His stay on the Hancocks Brewery board was however short lived as in 1892 John Biggs resigns and takes over the Canton Cross Brewery on Cowbridge Road. The Canton Cross Vaults pub is still there to this day but no longer a brewery.

Canton Cross Vaults, Cardiff – used to be Canton Cross Brewery owned by John Biggs then Hancocks.

In 1898 the Theatre Royal Hotel in Queen Street is back in the news. Police object to a licence being renewed on the grounds had been frequented by prostitutes.  John Biggs objects saying the landlord at the time has been replaced. The hotel is sold later that year. 

It appears that the love of John Biggs’s love of brewing is coming to an end. In 1900, with the children by now having left home, Oldwell is put up for sale with son Selwyn Biggs, a solicitor, handing the sale.  In the 1901 census John Biggs is living with his in-laws in Usk giving his profession as a Retired Brewer.   The Canton Cross brewery is sold to Hancocks in 1904 together with 5 pubs.

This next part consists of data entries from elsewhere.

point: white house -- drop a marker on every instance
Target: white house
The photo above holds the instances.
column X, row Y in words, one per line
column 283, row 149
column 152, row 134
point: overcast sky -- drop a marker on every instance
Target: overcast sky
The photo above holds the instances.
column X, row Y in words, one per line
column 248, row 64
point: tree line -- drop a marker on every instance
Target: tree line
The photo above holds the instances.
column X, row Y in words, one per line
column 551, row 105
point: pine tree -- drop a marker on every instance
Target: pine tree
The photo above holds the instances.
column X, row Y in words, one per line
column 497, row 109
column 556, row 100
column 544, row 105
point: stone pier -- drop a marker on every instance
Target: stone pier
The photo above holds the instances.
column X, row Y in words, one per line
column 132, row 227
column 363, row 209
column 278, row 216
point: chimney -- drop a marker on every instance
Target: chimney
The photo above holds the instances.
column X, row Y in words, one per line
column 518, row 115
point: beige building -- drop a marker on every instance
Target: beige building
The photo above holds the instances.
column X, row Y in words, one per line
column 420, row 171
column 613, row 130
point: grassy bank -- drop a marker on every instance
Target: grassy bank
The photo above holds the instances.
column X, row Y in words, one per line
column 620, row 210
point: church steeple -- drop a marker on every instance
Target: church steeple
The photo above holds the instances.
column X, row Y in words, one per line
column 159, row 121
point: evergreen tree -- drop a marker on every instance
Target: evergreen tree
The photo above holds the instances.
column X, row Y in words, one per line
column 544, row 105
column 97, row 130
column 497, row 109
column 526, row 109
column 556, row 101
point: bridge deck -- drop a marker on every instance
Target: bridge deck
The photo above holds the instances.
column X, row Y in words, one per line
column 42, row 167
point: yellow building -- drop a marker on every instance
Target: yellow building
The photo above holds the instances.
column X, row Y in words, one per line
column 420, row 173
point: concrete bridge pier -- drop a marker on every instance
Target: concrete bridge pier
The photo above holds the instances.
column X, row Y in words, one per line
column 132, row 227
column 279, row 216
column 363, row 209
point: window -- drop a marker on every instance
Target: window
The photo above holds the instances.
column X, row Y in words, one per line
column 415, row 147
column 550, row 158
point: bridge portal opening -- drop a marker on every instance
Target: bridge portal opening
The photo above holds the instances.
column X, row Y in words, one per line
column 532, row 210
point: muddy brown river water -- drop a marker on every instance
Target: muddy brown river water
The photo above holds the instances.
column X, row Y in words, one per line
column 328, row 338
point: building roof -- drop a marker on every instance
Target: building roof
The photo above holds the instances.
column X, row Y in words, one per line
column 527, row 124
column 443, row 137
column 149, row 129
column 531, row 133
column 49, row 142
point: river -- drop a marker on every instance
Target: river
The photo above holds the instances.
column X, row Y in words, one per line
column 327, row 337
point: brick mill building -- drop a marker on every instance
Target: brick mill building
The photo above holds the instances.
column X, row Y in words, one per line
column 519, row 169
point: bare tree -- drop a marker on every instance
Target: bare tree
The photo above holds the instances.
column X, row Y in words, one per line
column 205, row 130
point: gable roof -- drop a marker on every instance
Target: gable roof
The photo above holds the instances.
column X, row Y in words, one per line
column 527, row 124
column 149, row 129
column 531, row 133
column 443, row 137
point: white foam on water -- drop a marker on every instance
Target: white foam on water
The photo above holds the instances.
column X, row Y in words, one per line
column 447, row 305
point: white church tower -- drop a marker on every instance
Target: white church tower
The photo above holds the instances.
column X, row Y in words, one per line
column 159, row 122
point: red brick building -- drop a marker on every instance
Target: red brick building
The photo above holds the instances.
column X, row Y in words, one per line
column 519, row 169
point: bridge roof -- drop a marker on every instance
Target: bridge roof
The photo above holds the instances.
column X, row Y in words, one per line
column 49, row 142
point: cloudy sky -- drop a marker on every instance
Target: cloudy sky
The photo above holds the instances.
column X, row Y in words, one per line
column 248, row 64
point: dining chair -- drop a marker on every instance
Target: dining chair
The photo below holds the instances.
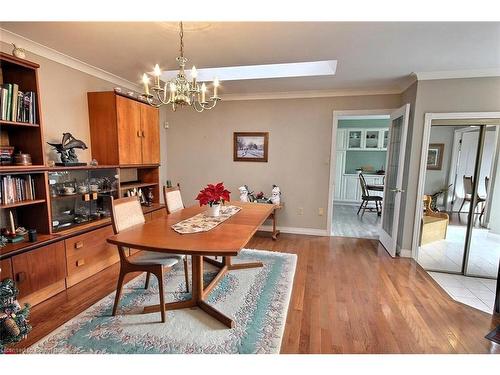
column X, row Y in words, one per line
column 173, row 202
column 127, row 213
column 366, row 198
column 468, row 182
column 173, row 198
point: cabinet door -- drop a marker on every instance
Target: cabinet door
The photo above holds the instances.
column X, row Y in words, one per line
column 341, row 141
column 5, row 269
column 351, row 189
column 40, row 273
column 339, row 175
column 150, row 135
column 89, row 253
column 355, row 139
column 128, row 113
column 372, row 139
column 384, row 139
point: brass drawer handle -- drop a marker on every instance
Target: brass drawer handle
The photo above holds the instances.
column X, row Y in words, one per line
column 20, row 277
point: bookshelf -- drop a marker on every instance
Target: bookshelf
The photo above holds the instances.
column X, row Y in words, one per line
column 23, row 136
column 29, row 211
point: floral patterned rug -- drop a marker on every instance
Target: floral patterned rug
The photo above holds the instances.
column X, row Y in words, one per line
column 257, row 299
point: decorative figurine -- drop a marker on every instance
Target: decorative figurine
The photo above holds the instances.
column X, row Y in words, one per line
column 275, row 195
column 149, row 198
column 243, row 193
column 66, row 150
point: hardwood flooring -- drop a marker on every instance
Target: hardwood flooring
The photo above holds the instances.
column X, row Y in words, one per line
column 349, row 296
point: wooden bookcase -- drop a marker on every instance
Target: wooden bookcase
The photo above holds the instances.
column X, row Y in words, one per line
column 26, row 138
column 56, row 261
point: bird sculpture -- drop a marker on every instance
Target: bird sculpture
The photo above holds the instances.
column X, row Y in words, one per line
column 66, row 149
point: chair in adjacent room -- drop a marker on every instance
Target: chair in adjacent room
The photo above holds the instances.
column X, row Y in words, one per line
column 127, row 213
column 468, row 183
column 434, row 223
column 367, row 198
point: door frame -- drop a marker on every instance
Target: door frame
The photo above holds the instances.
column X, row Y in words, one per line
column 384, row 238
column 428, row 117
column 338, row 115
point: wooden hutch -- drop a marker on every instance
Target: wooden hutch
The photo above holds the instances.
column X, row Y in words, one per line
column 124, row 137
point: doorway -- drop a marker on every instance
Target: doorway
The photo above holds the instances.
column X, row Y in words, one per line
column 359, row 153
column 457, row 229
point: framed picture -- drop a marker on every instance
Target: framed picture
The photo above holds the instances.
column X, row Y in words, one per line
column 250, row 146
column 435, row 156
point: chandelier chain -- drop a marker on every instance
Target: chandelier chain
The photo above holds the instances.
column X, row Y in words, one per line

In the 1911 census John and Emily Biggs have retired to The Laurels, London Road, Bath.  Emily Biggs died in 1919 and John Biggs in 1920.  Both their funerals are held back in Cardiff and they are buried in Cathays Cemetery (plots L1211/L1235).  What surprises me is that there is no headstone on the grave and no record of there ever having been one.  Four of their children were still alive at the time of the funerals; one, Selwyn Biggs was a solicitor and one John James Egerton Biggs becomes Lord Mayor of Cardiff in 1922. There is however large tree nearby so perhaps the headstone suffered damage over the years.  It remains a bit of a mystery.